Figure 5.36. The geometry resulting from a constrained optimization in which the distance between atoms 1 and 10 (see Figure 5.32a for numbering) was constrained to 2.0 Å, and the normal mode of the imaginary frequency computed for this structure at the PM3 level.
Click on the picture for an interactive version.
From Molecular Modeling Basics CRC Press, 2010

In the screencast below I try to reproduce the calculations that lead to these figures.  Because I rebuild the structure in Figure 5.32a, I get different starting coordinates, so the energies and number of steps are different than what I discuss in the book for the 4-constraints approach.

In the case of the 1-constraint approach, I actually manage to find the TS using the 1.70 Å constraint.  Thus, the structures in Figures 5.35b and 5.36 do not appear in the screencast.  This just goes to show how finicky TS searchers are to starting geometries.

While editing the screencast I noticed that the PM3 energies of the two TS structures I find are very different (11 kcal/mol).  This is also true for the TSs I found when writing the book (where they are different by 6.6 kcal/mol).

This appears to be a problem that PM3 has with structures where bonds are partially broken or formed.  I could not reproduce this for structures with normal bond lengths such as the reactants and products.   Note that in the book, I use M06/6-31G(d) single point energies to compute barriers, and that the  M06/6-31G(d)//PM3 single point energies of the TSs found with the two different method are only different by 0.03 kcal/mol.

Henry Rzepa said...

An interesting variation on the TS you located is to add an extra water molecule, so that the proton transfer now occurs in a six-membered ring rather than four.
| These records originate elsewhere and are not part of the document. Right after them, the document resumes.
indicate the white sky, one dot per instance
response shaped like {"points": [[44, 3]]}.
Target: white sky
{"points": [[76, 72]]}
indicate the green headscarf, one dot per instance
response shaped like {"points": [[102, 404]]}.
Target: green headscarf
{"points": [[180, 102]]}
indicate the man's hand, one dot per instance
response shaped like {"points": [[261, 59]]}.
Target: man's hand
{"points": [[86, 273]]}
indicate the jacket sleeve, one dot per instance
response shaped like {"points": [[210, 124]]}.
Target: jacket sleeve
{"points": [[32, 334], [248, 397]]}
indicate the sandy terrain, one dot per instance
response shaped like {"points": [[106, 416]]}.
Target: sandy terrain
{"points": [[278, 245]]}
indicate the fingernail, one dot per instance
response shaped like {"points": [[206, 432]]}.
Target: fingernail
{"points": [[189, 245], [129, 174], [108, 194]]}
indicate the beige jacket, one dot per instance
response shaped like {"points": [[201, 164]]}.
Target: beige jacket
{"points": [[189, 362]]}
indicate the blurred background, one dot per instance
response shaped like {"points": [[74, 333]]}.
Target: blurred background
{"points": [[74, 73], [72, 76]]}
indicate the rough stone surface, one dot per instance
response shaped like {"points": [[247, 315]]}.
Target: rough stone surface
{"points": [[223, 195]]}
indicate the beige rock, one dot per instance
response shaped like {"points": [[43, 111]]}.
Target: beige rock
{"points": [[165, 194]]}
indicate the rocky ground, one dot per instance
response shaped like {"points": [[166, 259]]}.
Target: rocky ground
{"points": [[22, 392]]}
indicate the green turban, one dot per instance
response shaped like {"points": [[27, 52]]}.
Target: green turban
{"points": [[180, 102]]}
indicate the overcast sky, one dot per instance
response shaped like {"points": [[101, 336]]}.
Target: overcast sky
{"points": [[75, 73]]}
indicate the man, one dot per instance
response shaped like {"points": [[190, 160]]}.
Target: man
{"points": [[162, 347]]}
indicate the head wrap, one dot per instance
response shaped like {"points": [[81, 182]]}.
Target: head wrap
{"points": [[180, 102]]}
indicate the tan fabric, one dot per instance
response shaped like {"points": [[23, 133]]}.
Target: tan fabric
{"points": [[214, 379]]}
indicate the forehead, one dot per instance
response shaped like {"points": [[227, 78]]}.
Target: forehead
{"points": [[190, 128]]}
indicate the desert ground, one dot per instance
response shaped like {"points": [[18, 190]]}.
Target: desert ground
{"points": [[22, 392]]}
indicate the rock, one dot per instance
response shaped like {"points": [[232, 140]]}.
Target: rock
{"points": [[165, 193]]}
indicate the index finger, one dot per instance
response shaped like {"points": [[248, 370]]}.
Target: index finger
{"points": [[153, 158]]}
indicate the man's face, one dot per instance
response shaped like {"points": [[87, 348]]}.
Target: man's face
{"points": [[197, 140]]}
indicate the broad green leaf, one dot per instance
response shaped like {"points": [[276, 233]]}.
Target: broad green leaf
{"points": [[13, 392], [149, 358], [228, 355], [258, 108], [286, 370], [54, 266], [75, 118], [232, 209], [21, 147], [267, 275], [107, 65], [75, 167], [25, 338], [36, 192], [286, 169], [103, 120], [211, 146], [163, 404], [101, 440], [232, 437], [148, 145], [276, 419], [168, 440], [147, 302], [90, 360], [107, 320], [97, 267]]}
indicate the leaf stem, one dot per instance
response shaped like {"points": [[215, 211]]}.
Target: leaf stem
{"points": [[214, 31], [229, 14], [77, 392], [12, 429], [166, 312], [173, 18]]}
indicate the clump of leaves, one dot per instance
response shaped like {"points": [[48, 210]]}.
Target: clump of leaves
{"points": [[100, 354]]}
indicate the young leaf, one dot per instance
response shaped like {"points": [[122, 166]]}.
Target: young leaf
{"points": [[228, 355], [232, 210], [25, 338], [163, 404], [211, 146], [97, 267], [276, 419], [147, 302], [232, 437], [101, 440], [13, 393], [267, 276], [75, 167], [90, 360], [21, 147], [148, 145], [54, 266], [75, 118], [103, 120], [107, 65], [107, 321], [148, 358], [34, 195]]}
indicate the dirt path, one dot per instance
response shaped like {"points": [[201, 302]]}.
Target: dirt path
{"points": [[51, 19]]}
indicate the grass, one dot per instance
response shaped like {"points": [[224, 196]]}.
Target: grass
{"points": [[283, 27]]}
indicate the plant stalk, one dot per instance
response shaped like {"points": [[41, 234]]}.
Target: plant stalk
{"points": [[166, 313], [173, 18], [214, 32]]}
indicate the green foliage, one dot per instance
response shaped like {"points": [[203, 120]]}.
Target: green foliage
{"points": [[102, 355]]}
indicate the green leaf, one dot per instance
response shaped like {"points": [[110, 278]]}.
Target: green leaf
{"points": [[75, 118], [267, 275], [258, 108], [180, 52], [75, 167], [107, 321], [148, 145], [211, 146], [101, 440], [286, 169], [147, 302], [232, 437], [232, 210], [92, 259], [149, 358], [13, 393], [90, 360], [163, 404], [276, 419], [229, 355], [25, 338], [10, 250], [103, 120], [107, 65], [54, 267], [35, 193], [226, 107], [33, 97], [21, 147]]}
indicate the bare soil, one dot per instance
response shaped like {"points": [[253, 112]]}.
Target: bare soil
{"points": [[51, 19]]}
Also of interest is to calculate the entropies for all the species to find out whether the entropy penalty resulting from the loss of a further six degrees of freedom for the extra molecule is compensated for by any enthalpic reduction. So, is the transition state with an extra water more or less likely than that with water merely as a remote spectator?

By the way, this is not merely an academic point. It is crucial for eg understanding how some enzymes work. For example Cytochrome P540.

Jan Jensen said...

Absolutely. In the book, I list water assisted proton transfer and alternative mechanisms (in this case, a step-wise mechanism) as the first things to check. Many proteases use a step wise mechanism with a tetrahedral intermediate.

Daniel Hawkins said...

Hi, do you know of any good solution for incorporating LaTeX labels into diagrams of molecular/atomic orbitals? I know of a few workarounds, such as manually overlaying LaTeX labels onto a pre-generated diagram, but I haven't found any solution that natively allows for that.

Jan Jensen said...

I don't use LaTeX, so I can't help you with that specific question.

I use screenshots (specifically SnapNDrag) to extract images from the programs, and then label the images in powerpoint. Then extract the labeled images again using screenshots.

Jiri Vlach said...

To dhawk: Hi, you may be interested in the psfrag package form Latex. Psfrag substitutes your text marks with Latex objects (text, images). See a nice example here.

photochem said...

Your blog is invaluable. Do you have plans to post any tutorials for calculating the transition state of excited state reactions?

Jan Jensen said...

I am very happy to hear you find the blog useful!

I know very little about finding excited states and photochemistry.

What I do know is that transition state theory cannot be used to compute rate constants, because the molecule is not in thermal equilibrium with its surroundings. So, I don't really know what an excited state TS means, or if it has any meaning.

The bottom line is that I don't really know how to compute a rate constant (or, more accurately, the quantum yield) of a photochemical reaction, so I can't really blog about.